One House at a Time

May 1, 2007 | By More

The City of Russellville recognized the formation of the Old Town Historic Neighborhood Association in 2006 with the presentation of four neighborhood street markers, such as the one above. The association was presented the Partners and Better Government Award for their efforts in restoration and preservation of one of Russellville’s oldest neighborhoods. 

The City of Russellville recognized the formation of the Old Town Historic Neighborhood Association in 2006 with the presentation of four neighborhood street markers, such as the one above. The association was presented the Partners and Better Government Award for their efforts in restoration and preservation of one of Russellville’s oldest neighborhoods.

Years before the official organization of the Old Town Historic Neighborhood Association, those living in the area hosted annual block parties and gatherings to meet and socialize with their neighbors.

Bob and Susan Miller, along with Glen and Cindy Brock, began holding an annual Memorial Day party during the mid-1990s, inviting as many as 100 or more of their closest family and friends.

Guests enjoyed grilled meats and shared potluck dishes which enjoying music provided by the Miller’s son, Matt, and his garage band. Streets were blocked off so the kids – old and young alike – could play Frisbee and enjoy the ‘good life.’

The Millers, along with two dozen other interested residents, became founding members of the Old Town Historic Neighborhood Association when the group met and organized on Aug. 27, 2003. They became the first neighborhood to formally organize an association within the city of Russellville, according to city officials.

Meeting at the home of Jim and Jami Mullen, members adopted bylaws, set a monthly meeting date, created a mission statement and elected officials. Ed Moody served as the first president.

Concerns about the transition of property from private ownership to commercial purchase, along with the demolition of the 100-plus year old Patrick Home at 405 S. Commerce, prompted the group to unify.

The group’s main goals are to focus on restoration and preservation of some of the area’s oldest home, and to keep the neighborhood residential, rather than to allow it to be “bought up” by landlords not interested in maintaining, preserving or residing in the historic district.

The group recently sponsored an “Antique Roadshow” type event at the Depot. Members were encouraged to take items or photos of interest for appraisal by area experts Buford Smith, Carol Presley and Phyllis Carruth. Monies raised from association projects also will be used to fund an eventual historical survey of the neighborhood. The survey, which costs approximately $5,000 according to Mullen, is required in order to have the neighborhood listed on the National Registry of Historic Places.

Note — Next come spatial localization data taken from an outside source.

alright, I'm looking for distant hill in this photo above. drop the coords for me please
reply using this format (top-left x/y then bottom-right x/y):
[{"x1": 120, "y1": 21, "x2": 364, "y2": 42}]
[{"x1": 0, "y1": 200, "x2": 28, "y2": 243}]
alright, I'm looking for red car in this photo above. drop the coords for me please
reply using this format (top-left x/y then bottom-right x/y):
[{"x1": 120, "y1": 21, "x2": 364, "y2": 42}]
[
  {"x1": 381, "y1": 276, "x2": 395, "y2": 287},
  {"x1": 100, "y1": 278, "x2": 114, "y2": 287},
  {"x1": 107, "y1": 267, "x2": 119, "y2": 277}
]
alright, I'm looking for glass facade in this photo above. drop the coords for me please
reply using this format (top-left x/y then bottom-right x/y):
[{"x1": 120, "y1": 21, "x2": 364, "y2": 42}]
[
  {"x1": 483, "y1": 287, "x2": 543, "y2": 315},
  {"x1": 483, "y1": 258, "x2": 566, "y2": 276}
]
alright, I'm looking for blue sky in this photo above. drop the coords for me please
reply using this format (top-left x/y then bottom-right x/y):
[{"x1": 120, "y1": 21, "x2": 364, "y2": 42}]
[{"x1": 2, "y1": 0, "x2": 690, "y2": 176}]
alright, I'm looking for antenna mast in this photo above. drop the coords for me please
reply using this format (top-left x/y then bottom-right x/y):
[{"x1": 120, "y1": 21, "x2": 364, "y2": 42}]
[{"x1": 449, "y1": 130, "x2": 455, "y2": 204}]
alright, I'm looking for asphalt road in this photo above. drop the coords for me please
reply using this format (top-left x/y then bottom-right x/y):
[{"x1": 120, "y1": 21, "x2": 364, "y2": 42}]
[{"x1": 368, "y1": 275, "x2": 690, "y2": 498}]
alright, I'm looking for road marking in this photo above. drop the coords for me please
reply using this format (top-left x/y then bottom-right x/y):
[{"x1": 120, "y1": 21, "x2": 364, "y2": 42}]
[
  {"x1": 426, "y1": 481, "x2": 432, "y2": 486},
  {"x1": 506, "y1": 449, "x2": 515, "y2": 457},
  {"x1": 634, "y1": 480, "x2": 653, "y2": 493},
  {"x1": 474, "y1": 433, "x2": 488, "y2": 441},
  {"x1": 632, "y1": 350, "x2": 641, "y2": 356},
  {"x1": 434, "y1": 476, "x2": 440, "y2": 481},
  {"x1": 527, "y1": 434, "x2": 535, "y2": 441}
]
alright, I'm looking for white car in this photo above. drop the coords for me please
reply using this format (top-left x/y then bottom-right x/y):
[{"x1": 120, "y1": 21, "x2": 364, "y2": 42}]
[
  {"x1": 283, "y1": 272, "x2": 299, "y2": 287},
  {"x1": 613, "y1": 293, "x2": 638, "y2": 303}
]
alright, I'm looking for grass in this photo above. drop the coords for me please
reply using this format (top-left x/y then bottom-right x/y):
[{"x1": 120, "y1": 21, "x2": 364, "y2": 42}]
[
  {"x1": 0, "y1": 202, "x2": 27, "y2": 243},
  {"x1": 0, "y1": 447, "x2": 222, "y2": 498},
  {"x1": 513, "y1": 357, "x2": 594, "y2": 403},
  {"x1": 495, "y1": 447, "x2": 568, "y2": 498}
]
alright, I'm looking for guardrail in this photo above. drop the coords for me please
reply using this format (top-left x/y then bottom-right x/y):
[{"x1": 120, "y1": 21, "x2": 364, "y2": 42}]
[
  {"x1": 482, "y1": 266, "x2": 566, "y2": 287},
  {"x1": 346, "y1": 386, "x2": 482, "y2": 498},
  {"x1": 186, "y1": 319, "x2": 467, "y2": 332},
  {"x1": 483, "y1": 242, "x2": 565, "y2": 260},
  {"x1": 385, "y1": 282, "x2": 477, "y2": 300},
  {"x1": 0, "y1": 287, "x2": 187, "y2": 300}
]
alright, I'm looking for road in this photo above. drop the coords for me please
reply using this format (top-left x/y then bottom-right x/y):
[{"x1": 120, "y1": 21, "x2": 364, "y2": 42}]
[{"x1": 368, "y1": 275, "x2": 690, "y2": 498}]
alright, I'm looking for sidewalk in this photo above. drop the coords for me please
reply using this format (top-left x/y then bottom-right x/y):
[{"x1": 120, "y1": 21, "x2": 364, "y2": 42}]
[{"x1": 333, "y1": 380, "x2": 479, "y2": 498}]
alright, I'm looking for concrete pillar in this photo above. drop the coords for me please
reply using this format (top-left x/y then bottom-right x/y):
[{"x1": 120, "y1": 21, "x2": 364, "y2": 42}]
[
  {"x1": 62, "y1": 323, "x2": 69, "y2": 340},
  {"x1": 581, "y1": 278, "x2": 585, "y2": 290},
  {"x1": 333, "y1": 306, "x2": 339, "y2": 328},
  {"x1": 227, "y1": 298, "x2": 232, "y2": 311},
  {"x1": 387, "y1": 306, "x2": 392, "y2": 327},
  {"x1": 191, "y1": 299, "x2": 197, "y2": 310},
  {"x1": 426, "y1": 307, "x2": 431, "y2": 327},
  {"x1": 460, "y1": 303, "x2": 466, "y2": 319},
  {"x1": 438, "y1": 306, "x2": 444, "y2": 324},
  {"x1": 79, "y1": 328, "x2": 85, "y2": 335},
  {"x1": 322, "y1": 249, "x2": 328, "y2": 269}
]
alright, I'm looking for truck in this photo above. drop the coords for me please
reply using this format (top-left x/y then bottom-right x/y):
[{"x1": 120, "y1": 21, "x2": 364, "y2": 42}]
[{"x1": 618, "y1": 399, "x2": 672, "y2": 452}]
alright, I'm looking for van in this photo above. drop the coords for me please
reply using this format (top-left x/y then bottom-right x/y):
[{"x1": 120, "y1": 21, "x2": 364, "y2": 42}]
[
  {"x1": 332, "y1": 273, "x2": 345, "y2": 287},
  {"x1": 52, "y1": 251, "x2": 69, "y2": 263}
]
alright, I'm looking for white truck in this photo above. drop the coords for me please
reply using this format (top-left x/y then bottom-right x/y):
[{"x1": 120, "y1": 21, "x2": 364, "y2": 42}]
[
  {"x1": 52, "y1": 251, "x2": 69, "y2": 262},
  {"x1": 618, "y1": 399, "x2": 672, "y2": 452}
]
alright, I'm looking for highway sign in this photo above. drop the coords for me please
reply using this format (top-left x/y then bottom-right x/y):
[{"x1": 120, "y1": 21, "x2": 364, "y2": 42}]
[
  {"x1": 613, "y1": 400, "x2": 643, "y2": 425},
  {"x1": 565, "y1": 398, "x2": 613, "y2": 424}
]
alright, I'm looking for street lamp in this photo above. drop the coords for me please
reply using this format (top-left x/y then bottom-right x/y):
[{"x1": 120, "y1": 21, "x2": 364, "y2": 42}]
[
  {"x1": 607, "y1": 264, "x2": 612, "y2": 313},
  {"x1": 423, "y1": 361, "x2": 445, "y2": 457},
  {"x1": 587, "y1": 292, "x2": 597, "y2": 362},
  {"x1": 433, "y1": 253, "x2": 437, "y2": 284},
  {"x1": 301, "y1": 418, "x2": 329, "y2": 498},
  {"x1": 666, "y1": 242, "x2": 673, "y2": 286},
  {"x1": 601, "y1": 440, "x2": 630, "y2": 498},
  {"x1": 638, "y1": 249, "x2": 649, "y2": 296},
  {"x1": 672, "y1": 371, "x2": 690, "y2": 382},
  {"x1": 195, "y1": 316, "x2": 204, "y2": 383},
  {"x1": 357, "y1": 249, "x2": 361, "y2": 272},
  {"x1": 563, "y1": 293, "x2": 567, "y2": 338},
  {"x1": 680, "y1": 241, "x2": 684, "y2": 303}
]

Getting Russellville added to the National Registry could help in getting federal grants and funding for renovations to help preserve historic structures, officials have said.

Future improvements the group would like to see include installing street lights and sidewalks, added Mullen. Safety has always been a big issue, she explained. There is a large amount of non-resident foot traffic and littering that the association works to control.

“The neighborhood and the association have made great strides, especially in the last four years,” said Mullen. “Property values have increased greatly and, when property goes on the market now, members become proactive in recruiting great buyers and families interested in maintaining and preserving the property.”

Membership has grown from a handful of interested residents to include more than 50 households, said Jami Mullen, past president. R. E. Hodges serves the group as the current president.

The group meets at 6:30 p.m. on the third Monday of each month at the home of a member. Speakers of interest are frequently invited and have included special guests such as attorney Paul Dodds, president of the Historic Preservation Alliance of Arkansas. Dodds discussed laws that affect historic areas, while another guest, Dr. Jim Collins, horticulturist at Arkansas Tech University, talked to the members about landscaping concerns.

One does not have to live in the historic district in order to be a member of the association. Dues are $25 per household per year and are open to anyone who has an interest in the preservation and restoration of the area’s heritage.

“It can be expensive but the cost of restoring a historic home is worth doing to preserve our heritage, our sense of community,” added Mullen. “Our motto is: ‘one house at a time.’”

Old Town Historic Neighborhood Association

“Members of the Old Town Historic Neighborhood Association just naturally gravitate toward each other,” said Jami Mullen, past president of the group. “We share common bonds, and an interest in and love of our historic Old Town Neighborhood.”

And one of those things that the members enjoy most often is food, said one member. In the early years, before the group was officially formed, it was block parties and potluck dinners that drew them together.

In keeping with that interest, members of the association are working toward the future compilation of Old Town Cookbook. The cookbook would contain recipes and photos from past and present homeowners.

“We’d like to get recipes from every household – all families should be included,” said Jami Mullen.

Funds generated from the sale of the cookbooks are to be used to fund an Old Town Scholarship to be awarded to a student who resides in, or has ties to, the neighborhood.